Allegro CL 9.0 and SMP: an introduction

Allegro CL 9.0 on Windows, Linux, and the Mac comes with a version which supports Symmetric Multiprocessing (SMP), which means that it can utilize more than one hardware processor at the same time. (On all supported platforms, a non-SMP version of Allegro CL 9.0 is also available.)

Using multiple processors means that programs can run significantly faster -- in theory almost as many times faster as there are processors (two processors, nearly twice as fast; eight processors, nearly eight times as fast) but in practice the actual speedups, while significant, are not so dramatic.

Here is an example where SMP will produce speed ups which come as close as can be to number-of-processors-times speedup: matrix multiplication. If you have two large matrices you wish to multiple together, divide the result matrix rows by the likely number of processors and spawn a process to calculate the values for those sets of rows. Because the input data is fixed, any process can read it safely -- there is no danger that another process is modifying the values. Because each process deals with specific result locations and values of one result location are unaffected by values in others, each process can store safely -- there is no danger that two processes will try to store in the same location simultaneously. And the result is there much sooner!

But in general, to use multiple processors, your program must ensure that instructions being executed on one processor do not interfere with instructions being executed on another. This can be difficult. Multiple processes within a single Lisp image have been supported for a long time in Allegro CL. But only one of these processes was running at any instant, and by telling the system not to switch processes, you could guarantee that code run by one process was not affected adversely by code run by another. (Thus you could wrap sensitive code with the without-interrupts macro, which would prevent process switching while its body was executed. without-interrupts does not work that way in an SMP image.)

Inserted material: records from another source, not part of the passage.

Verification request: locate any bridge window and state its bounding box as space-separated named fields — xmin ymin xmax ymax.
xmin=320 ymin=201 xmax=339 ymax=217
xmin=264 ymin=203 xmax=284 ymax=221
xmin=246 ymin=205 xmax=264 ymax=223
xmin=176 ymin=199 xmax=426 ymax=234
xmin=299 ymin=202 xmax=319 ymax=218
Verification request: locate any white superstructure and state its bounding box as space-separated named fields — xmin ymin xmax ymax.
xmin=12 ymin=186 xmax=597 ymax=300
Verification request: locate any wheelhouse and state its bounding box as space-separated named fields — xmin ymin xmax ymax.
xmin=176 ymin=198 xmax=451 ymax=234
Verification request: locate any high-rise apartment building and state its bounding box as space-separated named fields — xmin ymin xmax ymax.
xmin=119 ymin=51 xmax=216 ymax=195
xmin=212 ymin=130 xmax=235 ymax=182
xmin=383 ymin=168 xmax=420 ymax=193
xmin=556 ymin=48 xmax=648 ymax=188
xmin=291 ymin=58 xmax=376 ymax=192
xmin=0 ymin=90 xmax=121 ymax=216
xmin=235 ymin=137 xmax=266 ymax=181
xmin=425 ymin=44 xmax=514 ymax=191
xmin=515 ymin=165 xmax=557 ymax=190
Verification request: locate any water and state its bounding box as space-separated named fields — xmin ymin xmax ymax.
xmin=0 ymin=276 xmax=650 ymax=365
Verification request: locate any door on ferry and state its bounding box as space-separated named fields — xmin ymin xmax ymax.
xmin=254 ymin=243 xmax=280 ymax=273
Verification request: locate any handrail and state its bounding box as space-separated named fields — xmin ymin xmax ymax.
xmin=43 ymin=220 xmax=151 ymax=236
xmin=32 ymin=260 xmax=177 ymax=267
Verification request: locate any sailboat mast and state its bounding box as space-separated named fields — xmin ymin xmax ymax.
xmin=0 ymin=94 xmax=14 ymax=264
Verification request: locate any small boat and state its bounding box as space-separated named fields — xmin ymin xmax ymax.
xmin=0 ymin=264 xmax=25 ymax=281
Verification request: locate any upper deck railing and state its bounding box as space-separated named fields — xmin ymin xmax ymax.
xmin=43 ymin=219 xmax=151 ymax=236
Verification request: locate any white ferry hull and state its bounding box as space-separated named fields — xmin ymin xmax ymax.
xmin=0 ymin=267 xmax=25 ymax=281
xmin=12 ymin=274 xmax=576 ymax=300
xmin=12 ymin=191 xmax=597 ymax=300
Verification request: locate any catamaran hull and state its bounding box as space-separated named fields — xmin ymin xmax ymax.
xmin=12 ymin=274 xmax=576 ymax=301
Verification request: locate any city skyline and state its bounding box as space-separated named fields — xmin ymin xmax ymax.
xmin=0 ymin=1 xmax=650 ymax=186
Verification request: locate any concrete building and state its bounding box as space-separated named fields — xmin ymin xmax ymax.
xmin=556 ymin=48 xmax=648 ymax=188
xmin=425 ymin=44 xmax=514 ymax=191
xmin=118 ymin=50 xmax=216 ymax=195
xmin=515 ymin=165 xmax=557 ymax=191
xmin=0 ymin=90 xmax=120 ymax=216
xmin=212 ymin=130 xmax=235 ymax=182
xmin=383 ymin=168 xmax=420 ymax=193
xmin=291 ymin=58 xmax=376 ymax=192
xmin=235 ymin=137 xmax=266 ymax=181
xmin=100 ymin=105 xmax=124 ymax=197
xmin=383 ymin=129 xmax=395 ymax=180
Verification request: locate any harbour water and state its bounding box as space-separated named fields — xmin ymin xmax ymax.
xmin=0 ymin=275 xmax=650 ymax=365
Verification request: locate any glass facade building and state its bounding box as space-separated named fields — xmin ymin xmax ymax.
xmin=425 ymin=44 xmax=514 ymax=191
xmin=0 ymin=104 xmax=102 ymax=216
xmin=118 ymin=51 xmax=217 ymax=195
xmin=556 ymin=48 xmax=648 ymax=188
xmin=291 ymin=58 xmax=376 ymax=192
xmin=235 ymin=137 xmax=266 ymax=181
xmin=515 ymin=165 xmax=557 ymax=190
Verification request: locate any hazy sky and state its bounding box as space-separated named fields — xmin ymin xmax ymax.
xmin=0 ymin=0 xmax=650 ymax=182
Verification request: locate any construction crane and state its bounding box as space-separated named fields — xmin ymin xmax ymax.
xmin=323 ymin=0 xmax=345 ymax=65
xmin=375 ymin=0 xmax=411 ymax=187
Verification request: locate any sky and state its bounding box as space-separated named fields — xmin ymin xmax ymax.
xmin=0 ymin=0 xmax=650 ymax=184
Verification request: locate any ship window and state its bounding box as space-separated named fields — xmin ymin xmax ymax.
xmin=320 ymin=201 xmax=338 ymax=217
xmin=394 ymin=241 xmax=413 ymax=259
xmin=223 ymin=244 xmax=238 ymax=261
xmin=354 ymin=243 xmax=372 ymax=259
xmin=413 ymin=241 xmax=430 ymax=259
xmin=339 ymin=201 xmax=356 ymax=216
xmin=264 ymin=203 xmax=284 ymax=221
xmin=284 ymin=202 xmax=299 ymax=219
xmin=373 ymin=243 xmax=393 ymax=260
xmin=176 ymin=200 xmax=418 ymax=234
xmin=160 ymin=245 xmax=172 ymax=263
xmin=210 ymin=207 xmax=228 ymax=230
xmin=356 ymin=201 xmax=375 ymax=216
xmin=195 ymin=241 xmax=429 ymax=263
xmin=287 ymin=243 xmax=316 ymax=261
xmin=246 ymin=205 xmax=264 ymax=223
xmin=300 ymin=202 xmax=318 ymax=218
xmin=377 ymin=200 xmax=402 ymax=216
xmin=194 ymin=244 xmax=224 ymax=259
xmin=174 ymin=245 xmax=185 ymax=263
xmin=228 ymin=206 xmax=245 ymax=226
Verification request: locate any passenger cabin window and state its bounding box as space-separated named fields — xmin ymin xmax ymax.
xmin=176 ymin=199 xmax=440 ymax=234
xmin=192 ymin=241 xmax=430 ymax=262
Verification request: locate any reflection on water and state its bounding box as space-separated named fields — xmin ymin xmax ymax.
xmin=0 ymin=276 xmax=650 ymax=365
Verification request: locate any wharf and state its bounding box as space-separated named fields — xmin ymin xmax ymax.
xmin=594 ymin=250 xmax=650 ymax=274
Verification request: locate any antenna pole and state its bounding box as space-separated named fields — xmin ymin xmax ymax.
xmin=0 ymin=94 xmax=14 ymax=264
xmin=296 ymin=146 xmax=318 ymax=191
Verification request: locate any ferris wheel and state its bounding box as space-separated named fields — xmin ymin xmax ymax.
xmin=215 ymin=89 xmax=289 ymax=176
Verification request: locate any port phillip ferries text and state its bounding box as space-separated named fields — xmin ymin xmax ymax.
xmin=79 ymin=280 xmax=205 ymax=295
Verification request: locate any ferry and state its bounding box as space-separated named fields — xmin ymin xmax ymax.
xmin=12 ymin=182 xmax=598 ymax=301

Perhaps the most significant problem with SMP has to do with modifying stored values. Consider a program designed to record orders for goods, where each sales person is handled by a different process. There is a variable *order-number* and each salesperson, when starting to process an order, gets the order number by evaluating (incf *order-number*).

The instructions associated with incf are roughly:

Fetch the symbol value of *order-number*
Add 1 to that value
Store the new value as the symbol-value of *order-number*

It is clear that that code is dangerous when multiple processes are executing it. Suppose at the start the value of *order-number* is 12345, and two sales orders are started at the same time in different processes. Then we might get the following:

Salesperson 1                 Salesperson 2
Fetches the value 12345       Fetches the value 12345
Adds 1                        Adds 1
Stores 12346                  Stores 12346

We now have two orders numbered 12346. Note that this can occur even in a non-SMP Lisp using multiple processes. But in a non-SMP Lisp, such errors are in fact likely to be rare since each process that has code to run executes many thousands of instructions before it is switched out (fetch-add 1-store is generally less than 10 machine instructions, so the chance of a process switch breaking in is less tha 1/1000 if at least 10,000 instructions are run between process switches). Further, most programs will protect against interference by evaluating (without-interrupts (incf *order-number*)), which in a non-SMP Lisp guarantees that there will not be interference.

In an SMP Lisp, interference is neither unlikely nor protected by without-interrupts. (without-interrupts still exists but its use is deprecated. It still ensures interrupts are not processed while code is being run, but that says nothing in an SMP Lisp about what other processes are doing. It is only in a non-SMP Lisp that not handling interrupts also means other processes will not run.)

To handle situations like this, the SMP Lisp is provided with additional macros which ensure integrity of such code. The macro incf-atomic, for example, if used in place of incf, ensure that each process will see a unique value of *order-number* and no numbers will be missed (every value up to the current value will correspond to an actual order). incf-atomic is just one of many new operators defined for SMP. All are discussed in smp.htm, which is the main document discussing SMP.

Many situations are more complex and cannot be handled just with a specialized macro variant. These situations often require communication between processes, using locks, queues, and similar objects which can indicate whether it is safe to modify data (or whether data is in a consistent state and can be safely used). These are also discussed in smp.htm and we will be giving examples in future Tech Corner articles.